Technology wise too there is overlap in many aspects if you consider the usage of blogs, wikis, forums, microblogging, etc. in both internal facing & external facing aspects. But the way the blogs, wikis, etc. are managed for internal & external use is clearly demarcated and is not advisable to be handled by same people.

There are many differences in privacy, rights, roles, permissions, integration & other perspectives that make a huge differentiation in the base technologies. In an internal implementations you do not bother about the personal privacy, but do take care to provide access rights & permissions based on roles & team/department one belongs to, where one is in the organization structure. The permissions are set either by the user or at a system level by the administrator or even a manager. In an external implementation personal privacy of the users is paramount (Marshall Lager has a great post about that on the CRM Playaz blog). Also, the rights & permissions are set by users based on the degree of separation in their social relationships, not team/department/organization structure.

Additionally, for a social CRM implementation, the kind of integration with other enterprise systems is different from that of an internal implementation. For internal implementations you do not need the feedback loop to be completed by the social media monitoring tools nor do you need integration with the user components like OpenID, OAuth, Facebook Connect, Google Connect, etc. So there are differences in architectural considerations too!

In Cognizant we have various Enterprise 2.0 tools like our ChannelOne forums, Ch1blogs, Cognizant 2.0 collaboration & project management platform, wikis, etc. But they cannot be used for an online customer community involved in customer advocacy, brainstorming, resolving issues, disseminating information, etc. nor can we build a Ideastorm like community or a Coca Cola Facebook community. Nor can the team that implemented the internal tools do the external implementation. Just because a mallet & gavel are related does not mean you can always use them interchangeably. :D

I believe Enterprise 2.0 (internally focused) & Social CRM need to tango, not fight. :)

How about you? What do you think? What has been your experience?

Sunday, August 02, 2009

Responding to the conversations - social CRM

We have now more or less agreed that social CRM is the response by the business to the control of the conversation & ecosystem by the customer.
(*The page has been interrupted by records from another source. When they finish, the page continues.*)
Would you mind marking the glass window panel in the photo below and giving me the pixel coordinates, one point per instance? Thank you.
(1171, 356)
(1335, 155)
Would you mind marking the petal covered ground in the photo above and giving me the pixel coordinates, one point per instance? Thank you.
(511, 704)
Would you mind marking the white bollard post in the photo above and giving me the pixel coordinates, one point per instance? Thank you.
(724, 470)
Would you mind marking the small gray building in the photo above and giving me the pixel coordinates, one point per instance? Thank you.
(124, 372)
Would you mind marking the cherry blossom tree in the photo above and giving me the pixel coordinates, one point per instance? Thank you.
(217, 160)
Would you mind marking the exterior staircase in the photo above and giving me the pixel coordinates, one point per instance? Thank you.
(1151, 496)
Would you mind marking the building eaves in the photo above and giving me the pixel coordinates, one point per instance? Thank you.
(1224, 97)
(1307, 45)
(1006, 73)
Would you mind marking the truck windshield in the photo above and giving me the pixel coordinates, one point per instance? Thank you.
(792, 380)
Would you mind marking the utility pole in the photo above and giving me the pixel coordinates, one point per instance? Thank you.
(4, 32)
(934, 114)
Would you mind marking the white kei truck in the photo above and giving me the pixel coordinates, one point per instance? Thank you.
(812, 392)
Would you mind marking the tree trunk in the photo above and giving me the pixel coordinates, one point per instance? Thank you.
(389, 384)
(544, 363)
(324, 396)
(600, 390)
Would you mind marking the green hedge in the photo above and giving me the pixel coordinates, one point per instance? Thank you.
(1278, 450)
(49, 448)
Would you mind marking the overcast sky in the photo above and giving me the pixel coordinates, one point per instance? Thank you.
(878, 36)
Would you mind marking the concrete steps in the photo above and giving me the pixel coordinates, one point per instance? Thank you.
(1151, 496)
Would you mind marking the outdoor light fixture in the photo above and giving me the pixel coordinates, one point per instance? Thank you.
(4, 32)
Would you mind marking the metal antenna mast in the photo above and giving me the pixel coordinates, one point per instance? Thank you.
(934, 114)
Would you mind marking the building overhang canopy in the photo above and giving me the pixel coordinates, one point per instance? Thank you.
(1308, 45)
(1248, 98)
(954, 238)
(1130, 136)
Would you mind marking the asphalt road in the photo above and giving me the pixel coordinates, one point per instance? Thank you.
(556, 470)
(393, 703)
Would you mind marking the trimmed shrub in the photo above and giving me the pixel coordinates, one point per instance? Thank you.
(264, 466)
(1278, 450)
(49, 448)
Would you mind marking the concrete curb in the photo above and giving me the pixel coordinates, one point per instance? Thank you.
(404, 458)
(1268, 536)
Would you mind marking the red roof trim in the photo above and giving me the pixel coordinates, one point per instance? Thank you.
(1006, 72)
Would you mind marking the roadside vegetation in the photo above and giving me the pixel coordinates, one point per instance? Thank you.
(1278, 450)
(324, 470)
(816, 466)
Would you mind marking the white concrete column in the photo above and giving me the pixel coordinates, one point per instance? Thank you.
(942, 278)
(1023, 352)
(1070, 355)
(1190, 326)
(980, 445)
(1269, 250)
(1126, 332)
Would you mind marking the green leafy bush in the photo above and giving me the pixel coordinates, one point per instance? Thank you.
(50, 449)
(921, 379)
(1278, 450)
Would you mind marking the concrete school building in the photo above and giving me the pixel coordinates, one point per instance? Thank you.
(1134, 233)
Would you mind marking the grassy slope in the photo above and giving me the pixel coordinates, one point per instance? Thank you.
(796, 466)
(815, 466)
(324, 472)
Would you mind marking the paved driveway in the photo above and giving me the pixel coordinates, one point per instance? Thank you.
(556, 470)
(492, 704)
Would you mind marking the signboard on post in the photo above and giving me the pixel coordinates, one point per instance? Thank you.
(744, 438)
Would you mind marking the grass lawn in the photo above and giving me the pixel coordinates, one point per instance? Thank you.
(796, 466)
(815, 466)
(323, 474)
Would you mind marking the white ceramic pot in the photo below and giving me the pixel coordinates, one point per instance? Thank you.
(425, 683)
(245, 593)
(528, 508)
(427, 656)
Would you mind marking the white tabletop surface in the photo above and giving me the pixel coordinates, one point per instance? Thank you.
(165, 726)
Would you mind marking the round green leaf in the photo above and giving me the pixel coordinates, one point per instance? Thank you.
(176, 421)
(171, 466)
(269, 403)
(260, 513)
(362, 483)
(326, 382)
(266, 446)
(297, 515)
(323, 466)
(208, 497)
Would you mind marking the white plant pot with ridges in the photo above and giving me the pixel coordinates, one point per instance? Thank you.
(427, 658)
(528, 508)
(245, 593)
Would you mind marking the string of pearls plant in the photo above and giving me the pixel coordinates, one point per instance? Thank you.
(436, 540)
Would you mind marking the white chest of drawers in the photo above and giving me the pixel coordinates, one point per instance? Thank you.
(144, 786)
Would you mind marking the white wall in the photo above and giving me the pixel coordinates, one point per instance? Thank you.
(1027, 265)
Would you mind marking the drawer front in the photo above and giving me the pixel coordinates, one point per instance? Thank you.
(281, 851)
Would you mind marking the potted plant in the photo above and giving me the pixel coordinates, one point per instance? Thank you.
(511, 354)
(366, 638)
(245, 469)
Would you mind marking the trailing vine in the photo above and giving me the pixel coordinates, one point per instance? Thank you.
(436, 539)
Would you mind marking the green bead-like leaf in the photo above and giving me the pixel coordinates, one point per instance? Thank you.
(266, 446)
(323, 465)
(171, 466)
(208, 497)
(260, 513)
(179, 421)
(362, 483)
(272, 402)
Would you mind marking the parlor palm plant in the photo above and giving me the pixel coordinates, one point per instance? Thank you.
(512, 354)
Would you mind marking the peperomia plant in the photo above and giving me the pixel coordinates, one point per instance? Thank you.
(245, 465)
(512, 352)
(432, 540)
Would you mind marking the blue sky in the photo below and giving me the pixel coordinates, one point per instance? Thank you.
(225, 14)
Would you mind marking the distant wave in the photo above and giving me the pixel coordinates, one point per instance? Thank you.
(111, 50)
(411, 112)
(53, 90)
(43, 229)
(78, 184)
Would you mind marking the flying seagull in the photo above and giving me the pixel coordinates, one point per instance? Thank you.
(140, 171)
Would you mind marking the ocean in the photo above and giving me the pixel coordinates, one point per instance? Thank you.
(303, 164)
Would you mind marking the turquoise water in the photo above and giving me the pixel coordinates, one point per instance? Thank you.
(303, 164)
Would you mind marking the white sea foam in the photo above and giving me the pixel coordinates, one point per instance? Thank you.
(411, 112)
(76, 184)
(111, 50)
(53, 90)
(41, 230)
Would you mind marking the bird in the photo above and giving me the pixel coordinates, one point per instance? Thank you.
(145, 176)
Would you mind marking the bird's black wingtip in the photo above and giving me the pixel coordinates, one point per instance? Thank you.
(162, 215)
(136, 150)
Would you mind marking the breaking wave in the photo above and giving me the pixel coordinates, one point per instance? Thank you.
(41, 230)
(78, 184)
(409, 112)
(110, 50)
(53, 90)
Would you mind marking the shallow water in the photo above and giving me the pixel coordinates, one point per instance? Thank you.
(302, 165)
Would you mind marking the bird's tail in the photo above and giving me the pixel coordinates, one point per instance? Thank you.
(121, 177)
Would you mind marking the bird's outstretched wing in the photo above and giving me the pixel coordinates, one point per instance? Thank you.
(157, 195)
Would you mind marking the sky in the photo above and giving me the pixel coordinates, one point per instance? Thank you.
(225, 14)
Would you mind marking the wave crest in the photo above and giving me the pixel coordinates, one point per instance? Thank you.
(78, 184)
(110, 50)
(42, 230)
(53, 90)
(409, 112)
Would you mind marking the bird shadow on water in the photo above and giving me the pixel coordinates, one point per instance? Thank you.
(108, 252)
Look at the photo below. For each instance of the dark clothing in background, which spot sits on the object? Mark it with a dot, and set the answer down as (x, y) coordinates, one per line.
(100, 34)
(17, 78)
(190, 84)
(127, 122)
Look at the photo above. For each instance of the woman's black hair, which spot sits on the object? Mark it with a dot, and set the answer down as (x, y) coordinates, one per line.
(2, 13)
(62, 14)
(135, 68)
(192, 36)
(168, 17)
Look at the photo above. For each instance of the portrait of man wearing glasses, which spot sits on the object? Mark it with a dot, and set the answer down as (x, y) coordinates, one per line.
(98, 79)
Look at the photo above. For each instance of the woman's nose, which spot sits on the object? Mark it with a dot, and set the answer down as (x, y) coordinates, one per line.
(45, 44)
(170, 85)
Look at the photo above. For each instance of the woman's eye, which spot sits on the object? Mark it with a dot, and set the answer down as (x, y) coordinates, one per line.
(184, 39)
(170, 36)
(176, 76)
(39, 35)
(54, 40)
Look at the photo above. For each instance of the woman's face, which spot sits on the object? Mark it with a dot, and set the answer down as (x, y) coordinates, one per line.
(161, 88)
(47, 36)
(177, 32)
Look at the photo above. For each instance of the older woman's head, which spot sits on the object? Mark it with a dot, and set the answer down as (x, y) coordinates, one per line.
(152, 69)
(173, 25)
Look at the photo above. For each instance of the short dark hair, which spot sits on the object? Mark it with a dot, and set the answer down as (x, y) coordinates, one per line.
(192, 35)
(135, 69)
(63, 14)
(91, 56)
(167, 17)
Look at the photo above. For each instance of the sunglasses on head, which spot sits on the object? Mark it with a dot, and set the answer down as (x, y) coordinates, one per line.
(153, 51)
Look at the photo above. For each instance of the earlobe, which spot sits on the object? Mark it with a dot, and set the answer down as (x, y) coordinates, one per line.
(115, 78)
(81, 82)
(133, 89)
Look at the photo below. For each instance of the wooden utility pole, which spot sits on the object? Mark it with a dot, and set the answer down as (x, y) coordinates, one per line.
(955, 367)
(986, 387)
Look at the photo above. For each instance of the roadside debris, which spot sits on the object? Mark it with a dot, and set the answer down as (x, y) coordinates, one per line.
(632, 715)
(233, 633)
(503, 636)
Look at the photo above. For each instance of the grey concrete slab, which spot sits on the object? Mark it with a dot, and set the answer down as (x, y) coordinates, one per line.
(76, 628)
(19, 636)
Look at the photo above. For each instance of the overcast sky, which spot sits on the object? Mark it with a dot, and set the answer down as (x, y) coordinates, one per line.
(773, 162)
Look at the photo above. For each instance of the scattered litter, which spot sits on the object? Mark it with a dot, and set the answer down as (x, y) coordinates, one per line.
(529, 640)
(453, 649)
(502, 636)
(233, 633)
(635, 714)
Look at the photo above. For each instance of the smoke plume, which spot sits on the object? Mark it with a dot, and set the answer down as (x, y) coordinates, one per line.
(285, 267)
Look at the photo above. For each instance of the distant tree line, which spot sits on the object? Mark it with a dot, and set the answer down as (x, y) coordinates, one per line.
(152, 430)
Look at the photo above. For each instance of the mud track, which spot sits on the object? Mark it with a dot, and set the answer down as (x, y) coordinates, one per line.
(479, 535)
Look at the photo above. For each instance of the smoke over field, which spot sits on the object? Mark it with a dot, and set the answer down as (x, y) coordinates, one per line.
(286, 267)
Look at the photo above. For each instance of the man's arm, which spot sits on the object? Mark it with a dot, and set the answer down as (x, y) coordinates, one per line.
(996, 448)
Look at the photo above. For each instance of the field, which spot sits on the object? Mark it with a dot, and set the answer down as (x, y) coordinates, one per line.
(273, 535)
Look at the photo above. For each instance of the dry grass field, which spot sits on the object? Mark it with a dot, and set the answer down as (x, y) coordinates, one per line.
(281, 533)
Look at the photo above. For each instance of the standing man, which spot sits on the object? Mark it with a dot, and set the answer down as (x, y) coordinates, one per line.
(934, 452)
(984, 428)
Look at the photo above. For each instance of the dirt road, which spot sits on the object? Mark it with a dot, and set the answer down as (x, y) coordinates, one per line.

So it is now imperative that we help the businesses in responding to the customers in a valuable yet scalable way.

The way I like to look at my social CRM options is in terms of a 2x2 grid of real-time & community based conversation axes. It is all about when does a customer get a response & from whom. The medium is immaterial, could be an archaic forum or nouveau twitter. If you get your query answered within minutes its real-time. If you get it answered by someone not with the business, it is community based.

Community based conversations are the new outside-to-outside conversations that are happening and alarming the businesses. These cannot be controlled, only be influenced and that when the business has engaged itself in the conversations & built relationships with the community on trust & transparency. Look for help in this form of conversation from folks like Jive, Lithium, SocialText, etc. We merely need to integrate these systems with our traditional systems like CRM, DW/BI, etc.

Businesses need to take decisions only for non-community (which actually means a paid representative of the business) based conversations be they real-time (twitter, IRC, etc.) or not (forums, youtube, blogs, etc.).

For non real-time conversations, businesses can take some time to react to the people, thus allowing the business to gather some more data & analyze & review & approve the response(s). Here we can build very many systems using existing DW/BI technologies. Just need an NLP piece in there somewhere.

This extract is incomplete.